Saturday, December 16, 2006

Go, Virginia!
Today a Minotaur rocket successfully lifted off from Wallops Island, Virginia, and successfully deployed its payload. Woohoo! For the full story, go here. Given the overall abysmal progress we as a species have made since abandoning the moon in the early 70s, I'll take any small accomplishment as a positive step.

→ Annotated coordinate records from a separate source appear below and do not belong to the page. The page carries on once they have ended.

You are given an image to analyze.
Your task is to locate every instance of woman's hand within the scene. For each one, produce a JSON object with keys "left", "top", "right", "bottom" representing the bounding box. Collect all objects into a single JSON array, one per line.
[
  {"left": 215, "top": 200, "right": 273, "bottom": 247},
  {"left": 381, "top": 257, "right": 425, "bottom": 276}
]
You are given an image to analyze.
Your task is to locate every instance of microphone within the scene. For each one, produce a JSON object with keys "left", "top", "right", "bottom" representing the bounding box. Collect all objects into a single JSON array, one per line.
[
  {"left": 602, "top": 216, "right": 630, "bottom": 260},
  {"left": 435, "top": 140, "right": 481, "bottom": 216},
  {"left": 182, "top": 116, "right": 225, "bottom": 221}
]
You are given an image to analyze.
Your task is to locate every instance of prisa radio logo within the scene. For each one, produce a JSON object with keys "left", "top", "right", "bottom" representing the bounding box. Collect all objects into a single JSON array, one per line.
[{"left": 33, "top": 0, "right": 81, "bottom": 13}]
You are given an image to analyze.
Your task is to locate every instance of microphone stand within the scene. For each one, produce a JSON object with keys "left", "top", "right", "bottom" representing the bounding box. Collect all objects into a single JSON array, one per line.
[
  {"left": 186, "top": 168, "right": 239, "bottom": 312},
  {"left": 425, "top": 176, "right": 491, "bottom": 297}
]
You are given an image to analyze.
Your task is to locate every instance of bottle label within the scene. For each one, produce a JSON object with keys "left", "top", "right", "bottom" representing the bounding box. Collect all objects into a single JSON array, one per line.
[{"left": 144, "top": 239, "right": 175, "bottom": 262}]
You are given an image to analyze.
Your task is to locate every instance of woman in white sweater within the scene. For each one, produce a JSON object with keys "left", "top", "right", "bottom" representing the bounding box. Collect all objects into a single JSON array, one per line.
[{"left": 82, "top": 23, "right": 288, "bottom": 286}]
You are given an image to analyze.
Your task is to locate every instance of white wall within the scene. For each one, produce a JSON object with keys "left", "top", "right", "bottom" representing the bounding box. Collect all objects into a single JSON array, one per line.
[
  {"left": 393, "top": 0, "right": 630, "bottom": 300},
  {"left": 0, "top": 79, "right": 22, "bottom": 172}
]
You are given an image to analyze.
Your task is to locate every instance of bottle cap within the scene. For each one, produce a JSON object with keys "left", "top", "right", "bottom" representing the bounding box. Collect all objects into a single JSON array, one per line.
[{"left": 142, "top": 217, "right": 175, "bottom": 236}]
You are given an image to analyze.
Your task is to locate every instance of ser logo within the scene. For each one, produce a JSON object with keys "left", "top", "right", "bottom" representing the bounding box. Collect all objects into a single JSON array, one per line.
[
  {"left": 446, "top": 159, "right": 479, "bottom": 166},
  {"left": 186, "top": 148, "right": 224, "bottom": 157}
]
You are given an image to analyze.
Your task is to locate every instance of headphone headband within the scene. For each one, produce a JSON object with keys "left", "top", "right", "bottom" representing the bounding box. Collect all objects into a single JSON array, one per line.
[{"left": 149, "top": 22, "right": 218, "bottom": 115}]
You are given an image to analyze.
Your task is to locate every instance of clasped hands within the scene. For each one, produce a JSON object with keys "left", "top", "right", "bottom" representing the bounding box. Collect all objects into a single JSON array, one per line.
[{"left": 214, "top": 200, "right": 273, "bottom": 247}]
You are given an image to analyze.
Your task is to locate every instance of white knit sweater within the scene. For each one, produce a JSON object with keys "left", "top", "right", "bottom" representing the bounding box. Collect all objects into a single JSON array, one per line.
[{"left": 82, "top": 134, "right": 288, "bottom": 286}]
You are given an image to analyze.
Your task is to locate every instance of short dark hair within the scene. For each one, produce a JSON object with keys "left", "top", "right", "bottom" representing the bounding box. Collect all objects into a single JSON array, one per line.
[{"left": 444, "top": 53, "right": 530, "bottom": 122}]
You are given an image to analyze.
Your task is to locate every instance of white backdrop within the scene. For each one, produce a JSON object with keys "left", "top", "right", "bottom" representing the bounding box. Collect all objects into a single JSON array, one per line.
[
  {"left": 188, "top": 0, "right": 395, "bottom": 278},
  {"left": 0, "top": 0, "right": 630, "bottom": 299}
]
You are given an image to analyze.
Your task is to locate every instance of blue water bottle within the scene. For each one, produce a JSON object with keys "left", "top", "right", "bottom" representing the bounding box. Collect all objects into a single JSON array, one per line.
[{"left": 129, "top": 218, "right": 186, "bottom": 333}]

Personally, I want to see more exploration of Near Earth Objects (NEOs: asteroids, burnt-out comets, etc.) from an exploitation perspective. What are these objects made of (carbon-rich materials, can water be extracted?, valuable metals, etc.) and what can we do with them? Can we develop automated factories that can mine the objects, refine the metal, form it, and sling it off to an orbit where we can retrieve it? If a particular object has sufficient water material contained within it, could we develop a factory to refine the water and store it in tanks to be used at a later date for refueling? Could we tow an object back to Earth-orbit for resource exploitation or as a base for manufacturing? Could we rendezvous a probe with an object that would then deploy a solar sail and, ever-so-slowly, steer it closer? An automated refinery/thruster that would first generate its own fuel, then use this fuel to move the object to Earth-orbit?

If we want to ensure the continuation of our species and elevate the standard of living of the destitute without destroying the planet in the process, we have to get out there. We have to explore, we have to develop new capabilities, and we have to harvest the resources available. If you want to read up on the subject, I suggest Robert Zubrin The Case for Mars and John S. Lewis Mining the Sky.